You may also set `config.plugins.blankie` equal to `false` on a route to disable CSP headers completely for that route.
### Options
* `baseUri`: Values for `base-uri` directive. Defaults `'self'`.
* `childSrc`: Values for `child-src` directive.
* `connectSrc`: Values for the `connect-src` directive. Defaults `'self'`.
* `defaultSrc`: Values for the `default-src` directive. Defaults to `'none'`.
* `fontSrc`: Values for the `font-src` directive.
* `formAction`: Values for the `form-action` directive.
* `frameAncestors`: Values for the `frame-ancestors` directive.
* `frameSrc`: Values for the `frame-src` directive.
* `imgSrc`: Values for the `image-src` directive. Defaults to `'self'`.
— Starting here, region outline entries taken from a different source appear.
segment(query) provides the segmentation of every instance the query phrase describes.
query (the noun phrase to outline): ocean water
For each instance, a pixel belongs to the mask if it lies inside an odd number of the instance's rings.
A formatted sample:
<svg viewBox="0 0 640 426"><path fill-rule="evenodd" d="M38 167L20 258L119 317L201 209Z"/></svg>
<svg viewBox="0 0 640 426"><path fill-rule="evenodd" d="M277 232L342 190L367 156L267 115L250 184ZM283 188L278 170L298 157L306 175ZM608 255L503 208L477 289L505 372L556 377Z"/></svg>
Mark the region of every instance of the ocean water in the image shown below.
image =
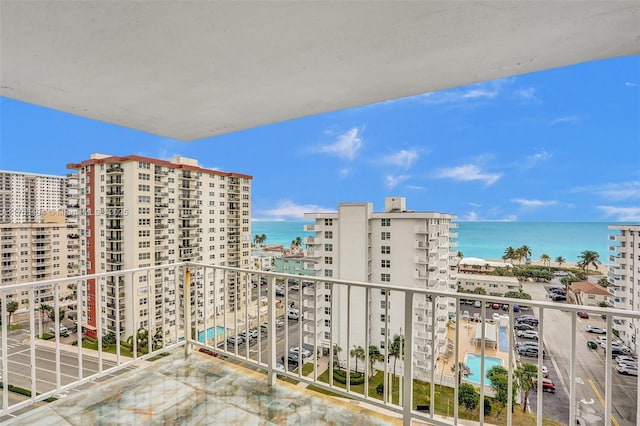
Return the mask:
<svg viewBox="0 0 640 426"><path fill-rule="evenodd" d="M296 237L314 236L304 232L304 225L313 222L252 222L252 235L265 234L266 244L291 245ZM584 250L600 254L603 264L609 262L609 246L615 245L609 235L608 222L458 222L458 247L467 257L500 259L504 250L527 245L539 260L543 253L553 261L562 256L575 262ZM552 262L553 264L554 262Z"/></svg>

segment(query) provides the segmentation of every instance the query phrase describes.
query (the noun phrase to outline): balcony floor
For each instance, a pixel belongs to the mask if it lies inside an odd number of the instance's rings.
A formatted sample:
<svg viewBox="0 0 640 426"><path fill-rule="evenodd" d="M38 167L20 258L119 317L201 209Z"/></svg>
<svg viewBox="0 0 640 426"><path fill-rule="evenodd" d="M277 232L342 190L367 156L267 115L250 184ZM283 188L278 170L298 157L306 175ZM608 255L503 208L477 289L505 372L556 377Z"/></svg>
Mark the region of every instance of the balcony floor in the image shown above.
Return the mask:
<svg viewBox="0 0 640 426"><path fill-rule="evenodd" d="M8 424L399 425L401 420L178 350Z"/></svg>

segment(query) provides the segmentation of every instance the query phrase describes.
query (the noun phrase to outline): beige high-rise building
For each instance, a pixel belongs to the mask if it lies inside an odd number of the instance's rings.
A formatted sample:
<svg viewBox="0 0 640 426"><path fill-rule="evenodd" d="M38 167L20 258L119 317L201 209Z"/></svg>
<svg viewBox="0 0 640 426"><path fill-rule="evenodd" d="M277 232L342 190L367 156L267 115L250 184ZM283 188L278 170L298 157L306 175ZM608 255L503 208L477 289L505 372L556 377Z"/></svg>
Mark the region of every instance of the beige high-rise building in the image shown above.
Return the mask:
<svg viewBox="0 0 640 426"><path fill-rule="evenodd" d="M617 231L610 235L614 252L609 256L609 304L614 308L640 311L640 225L610 225ZM638 331L640 321L614 318L614 328L620 339L635 353L640 350Z"/></svg>
<svg viewBox="0 0 640 426"><path fill-rule="evenodd" d="M457 260L452 249L457 246L457 234L451 229L457 224L451 223L453 215L410 211L405 198L387 197L382 212L374 212L371 203L341 203L336 213L308 213L305 218L315 220L306 227L315 231L306 244L308 256L317 259L309 265L316 269L316 276L456 292ZM405 315L411 315L415 374L420 379L430 377L435 360L446 350L448 313L456 309L451 300L439 298L432 305L427 296L416 295L413 312L407 312L401 292L371 291L367 300L365 291L354 287L349 311L346 287L337 285L333 296L324 288L319 291L317 300L307 297L303 304L306 343L317 340L328 348L332 338L343 350L340 357L348 361L348 335L351 346L366 347L368 341L384 350L389 339L404 334ZM312 291L305 290L305 294ZM364 306L369 309L368 327ZM435 353L430 348L432 333Z"/></svg>
<svg viewBox="0 0 640 426"><path fill-rule="evenodd" d="M72 246L77 235L69 231L64 213L51 212L41 215L41 223L0 224L0 269L1 284L17 284L66 278L77 275ZM75 309L74 281L60 286L60 306ZM35 295L35 303L54 304L51 286L42 287ZM10 295L9 300L18 302L18 311L28 311L29 292L20 291Z"/></svg>
<svg viewBox="0 0 640 426"><path fill-rule="evenodd" d="M250 268L251 176L202 168L184 157L164 161L93 154L67 167L77 171L82 274L182 261ZM124 335L139 327L153 332L164 323L165 339L171 340L184 312L174 297L161 295L167 289L163 283L174 278L165 271L151 276L152 283L146 273L136 275L133 286L115 277L87 280L82 323L88 335L95 335L97 327L115 333L116 307L126 306L119 327ZM198 286L204 279L196 275L193 281ZM217 279L225 285L216 285L216 294L199 298L197 315L233 311L243 302L239 283ZM102 303L96 285L101 286ZM98 309L101 324L95 314Z"/></svg>
<svg viewBox="0 0 640 426"><path fill-rule="evenodd" d="M38 222L66 204L66 177L0 170L0 223Z"/></svg>

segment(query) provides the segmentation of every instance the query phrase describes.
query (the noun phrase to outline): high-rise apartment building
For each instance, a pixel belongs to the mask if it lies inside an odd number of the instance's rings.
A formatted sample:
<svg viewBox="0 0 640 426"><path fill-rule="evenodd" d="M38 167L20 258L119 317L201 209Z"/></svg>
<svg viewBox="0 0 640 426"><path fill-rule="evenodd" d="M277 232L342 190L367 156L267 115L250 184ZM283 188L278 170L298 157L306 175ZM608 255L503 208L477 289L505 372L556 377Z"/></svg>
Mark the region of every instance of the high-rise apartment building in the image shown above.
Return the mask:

* `manifestSrc`: Values for the `manifest-src` directive.
* `mediaSrc`: Values for the `media-src` directive.
* `objectSrc`: Values for the `object-src` directive.
* `oldSafari`: Force enabling buggy CSP for Safari 5.
* `pluginTypes`: Values for the `plugin-types` directive.
* `reflectedXss`: Value for the `reflected-xss` directive. Must be one of `'allow'`, `'block'` or `'filter'`.
* `reportOnly`: Append '-Report-Only' to the name of the CSP header to enable report only mode.
* `reportUri`: Value for the `report-uri` directive. This should be the path to a route that accepts CSP violation reports.
* `requireSriFor`: Value for `require-sri-for` directive.
* `sandbox`: Values for the `sandbox` directive. May be a boolean or one of `'allow-forms'`, `'allow-same-origin'`, `'allow-scripts'` or `'allow-top-navigation'`.
* `scriptSrc`: Values for the `script-src` directive. Defaults to `'self'`.
* `styleSrc`: Values for the `style-src` directive. Defaults to `'self'`.
* `workerSrc`: Values for the `worker-src` directive. Defaults to `'self'`.
* `generateNonces`: Whether or not to automatically generate nonces. Defaults to `true`. May be a boolean or one of `'script'` or `'style'`. When enabled your templates rendered through [vision](https://github.com/hapijs/vision) will have `script-nonce` and/or `style-nonce` automatically added to their context, additionally `request.plugins.blankie.nonces` will contain one or both of the `'script'` and `'style'` properties containing these values for use outside of vision.